Exhibit was the Big Lip Forward This one on the left, this one was killed, this died (This left, they killed him, he died), Features intimate portraits of friends in prison, deportation or otherwise absent. Soon, the Archive team began to dream of creating a bigger presence.
Today, Nastri works with the managers of the archive, who are generally an adult witness to the history of community, as they archive, store and digitize the documents. For them, it is an act of resistance to work. In Argentina, 9,000 people (as 2021) modified their national identity documents to reflect their gender identity. People between the ages of 40 and 79 are over the age of 60 who are responsible for only 4 percent of this figure for only 17 percent.
Argentina’s Trans Memory archive has more than 100 documentary collections with 25,000 items in the early 1930s to 2000s: photos, films, audio recordings, letters, broshore, posters, press release, police files, magazines articles, identity documents and personal diary.

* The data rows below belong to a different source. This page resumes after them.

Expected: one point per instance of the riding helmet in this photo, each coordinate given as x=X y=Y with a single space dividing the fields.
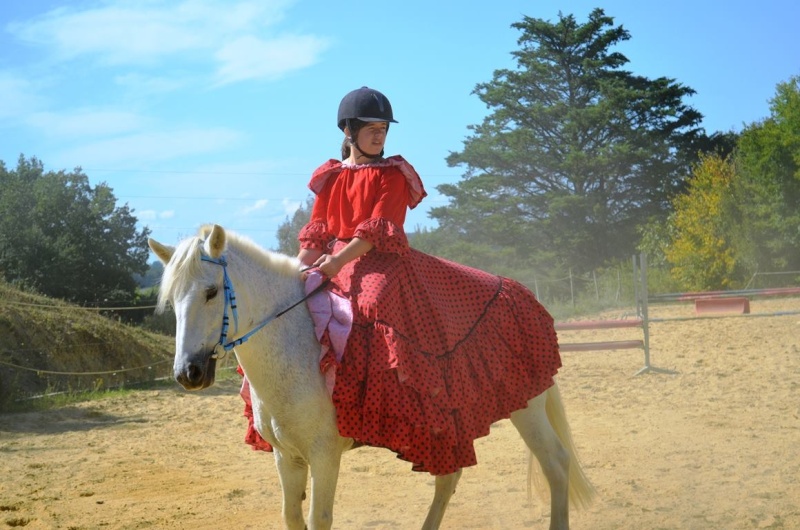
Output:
x=365 y=104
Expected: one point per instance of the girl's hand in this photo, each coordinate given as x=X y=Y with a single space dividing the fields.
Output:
x=329 y=265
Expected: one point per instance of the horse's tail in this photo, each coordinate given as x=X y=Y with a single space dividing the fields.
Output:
x=581 y=491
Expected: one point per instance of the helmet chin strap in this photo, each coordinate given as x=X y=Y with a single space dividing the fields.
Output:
x=354 y=143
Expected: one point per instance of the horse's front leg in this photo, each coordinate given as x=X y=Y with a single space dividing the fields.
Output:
x=324 y=476
x=293 y=473
x=445 y=488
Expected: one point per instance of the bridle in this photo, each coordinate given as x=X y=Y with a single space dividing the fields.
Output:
x=230 y=301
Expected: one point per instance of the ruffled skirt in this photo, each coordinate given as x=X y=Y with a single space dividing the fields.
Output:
x=437 y=353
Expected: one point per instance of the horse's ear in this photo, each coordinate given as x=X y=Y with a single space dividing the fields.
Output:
x=215 y=242
x=162 y=252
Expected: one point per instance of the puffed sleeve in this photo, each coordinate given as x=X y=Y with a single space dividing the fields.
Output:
x=315 y=235
x=384 y=235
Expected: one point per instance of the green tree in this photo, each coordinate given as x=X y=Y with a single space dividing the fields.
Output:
x=702 y=252
x=287 y=231
x=768 y=164
x=576 y=151
x=67 y=239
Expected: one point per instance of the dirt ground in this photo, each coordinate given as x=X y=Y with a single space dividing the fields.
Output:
x=712 y=446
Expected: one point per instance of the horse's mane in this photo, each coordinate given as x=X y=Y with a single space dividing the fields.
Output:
x=184 y=266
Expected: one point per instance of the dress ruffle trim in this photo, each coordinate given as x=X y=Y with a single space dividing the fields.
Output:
x=384 y=235
x=315 y=235
x=416 y=191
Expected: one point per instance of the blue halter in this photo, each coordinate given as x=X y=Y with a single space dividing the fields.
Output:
x=230 y=301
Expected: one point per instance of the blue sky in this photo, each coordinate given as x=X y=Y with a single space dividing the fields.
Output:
x=219 y=110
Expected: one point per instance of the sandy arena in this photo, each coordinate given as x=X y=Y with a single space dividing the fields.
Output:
x=714 y=446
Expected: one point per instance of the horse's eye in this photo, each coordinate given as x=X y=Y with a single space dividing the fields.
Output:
x=211 y=292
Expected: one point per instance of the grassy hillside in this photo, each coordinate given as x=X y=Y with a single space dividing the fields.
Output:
x=49 y=346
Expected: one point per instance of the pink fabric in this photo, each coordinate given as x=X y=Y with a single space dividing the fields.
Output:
x=333 y=318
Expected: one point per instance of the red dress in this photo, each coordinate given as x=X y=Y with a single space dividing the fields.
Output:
x=438 y=351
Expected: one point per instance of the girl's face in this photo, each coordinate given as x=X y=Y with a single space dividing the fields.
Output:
x=372 y=136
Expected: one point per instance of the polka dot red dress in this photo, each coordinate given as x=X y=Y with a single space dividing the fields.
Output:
x=438 y=351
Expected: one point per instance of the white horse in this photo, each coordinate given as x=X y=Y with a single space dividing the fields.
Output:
x=292 y=408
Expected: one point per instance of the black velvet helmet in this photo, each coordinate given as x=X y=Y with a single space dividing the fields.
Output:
x=365 y=104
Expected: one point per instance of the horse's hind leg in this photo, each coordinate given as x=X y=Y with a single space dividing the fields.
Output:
x=542 y=440
x=445 y=487
x=293 y=474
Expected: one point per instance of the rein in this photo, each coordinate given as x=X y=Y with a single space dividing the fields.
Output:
x=230 y=301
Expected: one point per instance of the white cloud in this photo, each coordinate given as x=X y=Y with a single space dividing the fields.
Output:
x=290 y=206
x=239 y=37
x=128 y=151
x=146 y=215
x=252 y=58
x=86 y=122
x=16 y=96
x=258 y=205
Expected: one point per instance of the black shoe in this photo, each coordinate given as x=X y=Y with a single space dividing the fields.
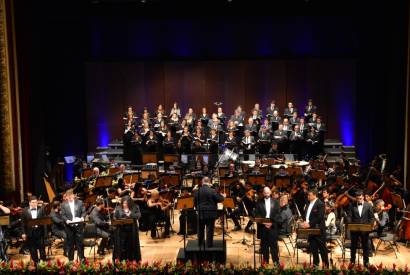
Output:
x=248 y=230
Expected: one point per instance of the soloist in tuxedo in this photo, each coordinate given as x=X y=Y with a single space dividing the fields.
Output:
x=34 y=236
x=360 y=212
x=71 y=210
x=270 y=209
x=315 y=218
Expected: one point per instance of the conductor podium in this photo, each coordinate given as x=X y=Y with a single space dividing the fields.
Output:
x=194 y=253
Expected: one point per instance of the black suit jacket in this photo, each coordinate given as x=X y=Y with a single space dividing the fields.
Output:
x=354 y=217
x=26 y=216
x=79 y=210
x=274 y=216
x=317 y=216
x=205 y=201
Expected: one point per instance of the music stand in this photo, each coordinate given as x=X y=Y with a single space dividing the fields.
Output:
x=103 y=182
x=360 y=227
x=256 y=179
x=318 y=175
x=171 y=158
x=118 y=223
x=261 y=221
x=170 y=179
x=149 y=158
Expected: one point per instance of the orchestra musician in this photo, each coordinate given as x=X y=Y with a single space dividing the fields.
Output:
x=271 y=109
x=58 y=226
x=248 y=143
x=315 y=218
x=34 y=236
x=270 y=209
x=102 y=225
x=205 y=201
x=73 y=213
x=127 y=246
x=288 y=112
x=360 y=211
x=310 y=109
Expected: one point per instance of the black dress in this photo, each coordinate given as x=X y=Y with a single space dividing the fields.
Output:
x=126 y=237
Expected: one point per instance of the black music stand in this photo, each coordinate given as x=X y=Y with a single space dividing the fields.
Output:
x=184 y=204
x=360 y=227
x=257 y=220
x=117 y=246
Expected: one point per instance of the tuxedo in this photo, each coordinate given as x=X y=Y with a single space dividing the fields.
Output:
x=205 y=201
x=360 y=214
x=309 y=110
x=269 y=236
x=75 y=232
x=289 y=111
x=315 y=215
x=35 y=234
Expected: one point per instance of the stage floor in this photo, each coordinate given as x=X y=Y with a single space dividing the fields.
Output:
x=166 y=250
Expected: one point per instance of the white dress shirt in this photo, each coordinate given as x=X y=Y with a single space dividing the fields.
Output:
x=310 y=209
x=360 y=208
x=34 y=213
x=267 y=207
x=71 y=204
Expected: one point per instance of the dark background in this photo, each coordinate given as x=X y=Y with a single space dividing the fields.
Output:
x=343 y=51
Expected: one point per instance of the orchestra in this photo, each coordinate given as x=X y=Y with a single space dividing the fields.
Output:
x=307 y=192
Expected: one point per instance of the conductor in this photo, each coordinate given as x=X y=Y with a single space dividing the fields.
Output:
x=205 y=201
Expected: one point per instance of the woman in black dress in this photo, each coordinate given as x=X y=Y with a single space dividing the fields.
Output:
x=127 y=244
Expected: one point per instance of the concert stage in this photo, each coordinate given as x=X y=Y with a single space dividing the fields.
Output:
x=237 y=254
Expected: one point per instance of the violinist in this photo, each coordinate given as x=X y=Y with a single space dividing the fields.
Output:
x=151 y=142
x=157 y=212
x=184 y=142
x=244 y=197
x=169 y=143
x=101 y=222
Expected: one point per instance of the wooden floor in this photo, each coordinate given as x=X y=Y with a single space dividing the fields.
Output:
x=166 y=250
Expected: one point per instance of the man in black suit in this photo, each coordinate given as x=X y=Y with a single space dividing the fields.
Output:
x=315 y=218
x=73 y=213
x=360 y=211
x=205 y=201
x=34 y=236
x=102 y=225
x=270 y=209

Self-financed their work through projects, Book salesAnd Monthly contributionThe
The website, childhood, deportation, activism, letters and postcards, carnival celebrations, personal parties, birthdays, sexual acts, daily life, shows, portraits, as well as people’s professional life. The documentary archive that the PIA has created now lives alongside 40 similar archives in Latin America.
At the end of June, in the winter of Argentina, Hernandez told me in a video call that future generations must know about the suppression they had. During his generation he survived the torture and harassment from the police DictatorshipThe Apart from this archive, Nastri believes that not only will an important part of history be lost, but the joy of many moments will also be forgotten. “Something in this community is a powerful family bond,” he explains. “They have a tragic history but it is shared in a very pleasant way.”